Security Measures

Security Officer. Peoplelogic has appointed a security officer responsible for coordinating and monitoring the security rules and procedures.

Confidentiality Obligations. Peoplelogic personnel with access to Customer Data are subject to confidentiality obligations.

Routine Security Audits. Peoplelogic runs a third-party audit each year to ensure that security practices are up to industry standards.

Physical Access to Facilities. Peoplelogic limits access to facilities where information systems that process Customer Data are located to identified authorized individuals.

Protection from Disruptions. Peoplelogic uses a variety of industry standard systems to protect against loss of data due to power supply failure or line interference.

Movement of Data.  

• Peoplelogic encrypts Customer Data that is transmitted over public networks.
• Peoplelogic restricts access to Customer Data in media leaving its facilities.
• Peoplelogic encrypts all Customer Data at REST and that is transmitted within our private networks.

Access Policy.
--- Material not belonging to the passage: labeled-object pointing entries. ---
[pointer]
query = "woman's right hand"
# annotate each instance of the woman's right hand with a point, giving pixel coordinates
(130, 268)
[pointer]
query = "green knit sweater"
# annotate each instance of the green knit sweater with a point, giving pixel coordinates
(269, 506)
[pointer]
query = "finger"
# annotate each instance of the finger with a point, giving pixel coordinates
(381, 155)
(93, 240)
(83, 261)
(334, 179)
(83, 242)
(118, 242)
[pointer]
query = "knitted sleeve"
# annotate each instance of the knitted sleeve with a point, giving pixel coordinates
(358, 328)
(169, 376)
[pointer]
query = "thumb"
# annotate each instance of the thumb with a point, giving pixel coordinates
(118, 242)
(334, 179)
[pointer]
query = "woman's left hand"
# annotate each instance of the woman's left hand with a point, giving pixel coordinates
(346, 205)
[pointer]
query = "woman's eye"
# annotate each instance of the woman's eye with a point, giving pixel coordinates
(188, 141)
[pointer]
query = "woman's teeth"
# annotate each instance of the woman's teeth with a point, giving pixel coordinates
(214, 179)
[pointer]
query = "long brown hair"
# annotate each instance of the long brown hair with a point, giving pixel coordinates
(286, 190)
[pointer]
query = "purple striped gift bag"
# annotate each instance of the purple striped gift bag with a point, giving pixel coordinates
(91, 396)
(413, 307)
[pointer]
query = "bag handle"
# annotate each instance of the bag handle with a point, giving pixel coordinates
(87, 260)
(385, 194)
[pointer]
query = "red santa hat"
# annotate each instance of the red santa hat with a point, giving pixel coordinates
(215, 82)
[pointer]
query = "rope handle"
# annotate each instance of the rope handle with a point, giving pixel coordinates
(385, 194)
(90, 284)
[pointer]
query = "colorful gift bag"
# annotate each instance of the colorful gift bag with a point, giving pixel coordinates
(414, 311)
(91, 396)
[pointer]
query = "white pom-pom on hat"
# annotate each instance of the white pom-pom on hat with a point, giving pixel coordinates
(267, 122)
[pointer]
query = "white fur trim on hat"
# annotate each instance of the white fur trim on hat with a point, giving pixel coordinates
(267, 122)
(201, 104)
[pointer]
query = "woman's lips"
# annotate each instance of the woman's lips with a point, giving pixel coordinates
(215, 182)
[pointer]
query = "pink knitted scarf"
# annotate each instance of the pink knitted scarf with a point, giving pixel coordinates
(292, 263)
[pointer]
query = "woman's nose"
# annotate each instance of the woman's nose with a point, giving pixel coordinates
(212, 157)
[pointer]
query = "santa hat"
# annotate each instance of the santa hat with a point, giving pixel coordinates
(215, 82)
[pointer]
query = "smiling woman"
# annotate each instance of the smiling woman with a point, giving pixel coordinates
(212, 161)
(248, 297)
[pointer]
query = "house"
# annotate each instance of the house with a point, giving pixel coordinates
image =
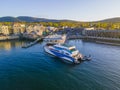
(18, 28)
(4, 30)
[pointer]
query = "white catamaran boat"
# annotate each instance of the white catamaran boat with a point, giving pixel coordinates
(68, 54)
(56, 47)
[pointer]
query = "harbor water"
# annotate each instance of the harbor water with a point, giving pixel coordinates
(33, 69)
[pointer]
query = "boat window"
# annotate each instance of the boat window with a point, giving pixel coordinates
(66, 53)
(72, 50)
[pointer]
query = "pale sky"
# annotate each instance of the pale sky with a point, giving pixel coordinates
(80, 10)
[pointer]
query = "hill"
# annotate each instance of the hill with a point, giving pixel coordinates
(29, 19)
(113, 20)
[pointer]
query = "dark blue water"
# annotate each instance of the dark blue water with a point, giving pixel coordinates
(33, 69)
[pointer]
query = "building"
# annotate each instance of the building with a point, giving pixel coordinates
(91, 28)
(102, 33)
(18, 28)
(37, 29)
(4, 30)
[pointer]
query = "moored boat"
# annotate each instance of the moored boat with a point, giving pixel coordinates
(67, 54)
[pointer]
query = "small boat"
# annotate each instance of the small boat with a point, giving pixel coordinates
(66, 53)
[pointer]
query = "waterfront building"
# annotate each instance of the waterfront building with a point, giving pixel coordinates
(29, 29)
(102, 33)
(18, 28)
(4, 30)
(38, 29)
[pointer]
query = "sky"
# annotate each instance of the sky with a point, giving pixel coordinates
(80, 10)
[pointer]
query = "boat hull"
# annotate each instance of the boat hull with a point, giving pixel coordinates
(64, 58)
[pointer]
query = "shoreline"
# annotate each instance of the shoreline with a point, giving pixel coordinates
(102, 40)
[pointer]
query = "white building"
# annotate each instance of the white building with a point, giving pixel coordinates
(92, 28)
(37, 29)
(4, 30)
(18, 28)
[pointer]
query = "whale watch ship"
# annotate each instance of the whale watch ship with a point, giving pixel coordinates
(56, 47)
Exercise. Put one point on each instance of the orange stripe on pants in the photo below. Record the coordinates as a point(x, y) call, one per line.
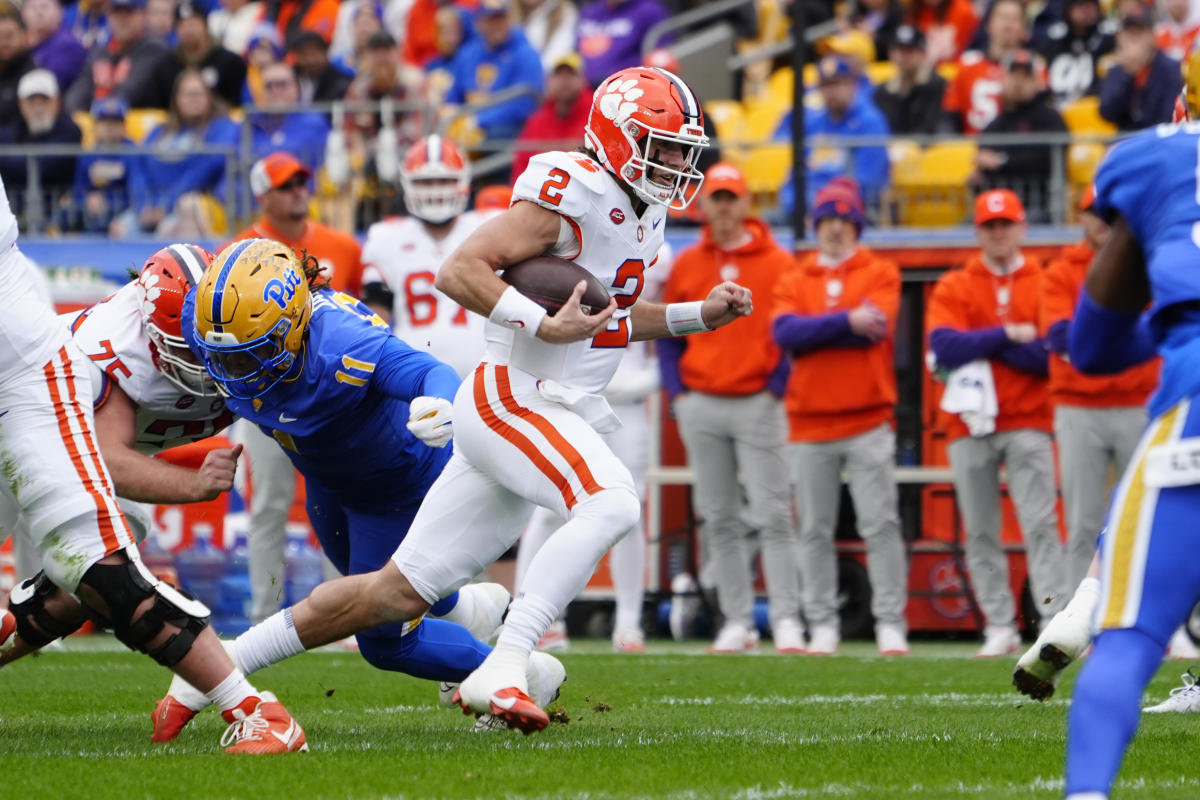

Peoplelogic maintains a record of security privileges of individuals having access to Customer Data.

Access Authorization

• Peoplelogic maintains a record of personnel authorized to access Peoplelogic systems that contain Customer Data.
• Peoplelogic deactivates authentication credentials that have not been used for a period of time not to exceed six months.
• Peoplelogic identifies those personnel who may grant, alter or cancel authorized access to data and resources.
• Peoplelogic ensures that where more than one individual has access to systems containing Customer Data, the individuals have separate identifiers/log-ins.

Least Privilege

• Technical support personnel are only permitted to have access to Customer Data when needed.
• Peoplelogic restricts access to Customer Data to only those individuals who require such access to perform their job function.

Integrity and Confidentiality

• Peoplelogic instructs Peoplelogic personnel to disable administrative sessions when leaving premises that Peoplelogic controls or when computers are otherwise left unattended.
• Peoplelogic stores passwords in a way that makes them unintelligible while they are in force.

Authentication

• Peoplelogic uses industry standard practices to identify and authenticate users who attempt to access Peoplelogic information systems.
• Where authentication mechanisms are based on passwords, Peoplelogic requires that the passwords are renewed regularly.
• Where authentication mechanisms are based on passwords, Peoplelogic requires the password to be at least eight characters long.
• Peoplelogic ensures that de-activated or expired identifiers are not granted to other individuals.
• Peoplelogic uses industry standard password protection practices, including practices designed to maintain the confidentiality and integrity of passwords when they are assigned and distributed, and during storage.

Network Design. Peoplelogic has controls to avoid individuals assuming access rights they have not been assigned to gain access to Customer Data they are not authorized to access.

Peoplelogic maintains emergency and contingency plans for the facilities in which Peoplelogic information systems that process Customer Data are located.